Main Character Torsten Unger is the Wearer of White, the Captain of the King’s Shieldsmen, a huge dark-skinned knight. Like Worf the Klingon, a man of absolute honor. King Liam took him in as a child hooligan and raised him. Whitney is a rogue and a thief; quick tongued, quick witted, and fast-fingered. He decides in a bored and drunken moment, in a bet with a dwarf, to try to steal the dying king’s crown. Along the way they encounter Whitney’s childhood friend, Sora, a sort of witch-in-training with some pretty handy skills developing. Some of Whitney’s comments, quirks and dialogues are laugh out loud good; they will definitely remind readers of sharp-tongued characters that Lindsay Buroker writes. Not to be missed.
The Pantheon for the land of Pantego is very interesting and well-crafted by the authors, rich and complex, including God theories, creation tales, legends and prophecies, and some real live magic thrown in.
The story moves along at a pretty good pace after setting up the characters and the scenario. It is a little slow at first to get through as you start to see who the characters are, what the lay of the land is, and what the meaning of it all is. But it is not boring by any stretch of the imagination, nor is it tedious. It is engaging, absorbing, well-paced and interesting. About halfway through the book Rhett and Steve kick in the afterburners, superchargers and turbo, and it takes off like a Donzi speedboat at full throttle. Hold on! What a ride!
It really starts moving from interesting, absorbing, wanting to know who lives, what happens next, will the kingdom be saved to Whoa, Baby! The pace accelerates to breakneck can’t-put-it-down-going-to-lose-sleep speed.
This book represents a newer genre and a really interesting change of pace and direction for the collaboration between the two authors. I am a huge fan of Rhett Bruno for his story telling ability, his literary prowess and his skills as a sci-fi author. It just is stunning to me that the same mind and keyboard that brought us The Circuit Trilogy and the Titanborn series can change gears, worlds, millennia and genres and still produce excellent prose.
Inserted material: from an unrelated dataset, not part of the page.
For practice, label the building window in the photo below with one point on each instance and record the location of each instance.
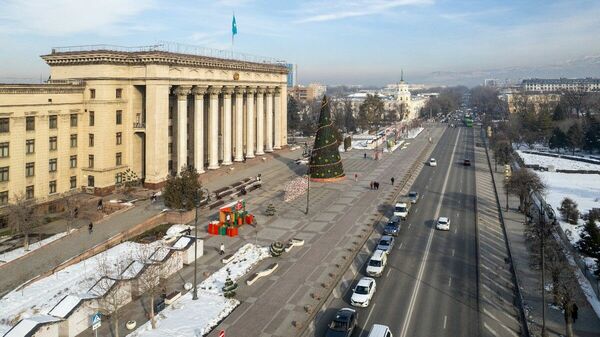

Steve Beaulieu for me I will admit has been hot and cold. I have liked some things by Steve, others not so much. But this collaboration admittedly seems to bring out the best in both authors. I am not typically a fan of fantasy nearly as much as I am a fan of hard science fiction, military sci-fi and space opera. I’m from the Heinlein/Simak/Asimov era, to be sure. But I have long been a fan of Tolkien, LeGuin, Pratchett, McCaffrey and many others, and I can certainly appreciate good writing and world and character building when I experience it. Jamie Castle and Rhett Bruno have accomplished that. The book is a success. And you will quickly find yourself a fan of Steve Beaulieu.
If Amazon allowed decimals I would give it a 4.5 star. Alas, it does not so I plant my flag at 4, not 5 stars. While the prose is clean and engaging and the editing good, I see some room for improvement in this author collaboration duo – and a lot of promise.
For me the litmus test is three-fold: Did I enjoy it? Was it engaging and believable? Did it make me want more and want to know what happens next? The answer to all of these questions for me is yes. Lastly, would I buy the next book? And the answer here is yes again.
So: Should you buy it?
The book is on sale right now, and at a ridiculous less-than-a-cup-of-coffee price for something that leaves me thinking and wanting more for a long time. I really do want to know more about the characters, the lands, the Gods, the magic, and especially, since we’re left on a wee-bit of a cliffhanger, what happens next! So, dear reader, there are a lot more stories to be told about Torsten and Pantego. There’s a lot of promise to Whitney and Sora. And many, many questions about what will befall the embattled Kingdom of Glass.
Jaime Castle and Rhett Bruno will only get better as an author and story teller, and so they will go from good – very good - to great in my opinion. Get it.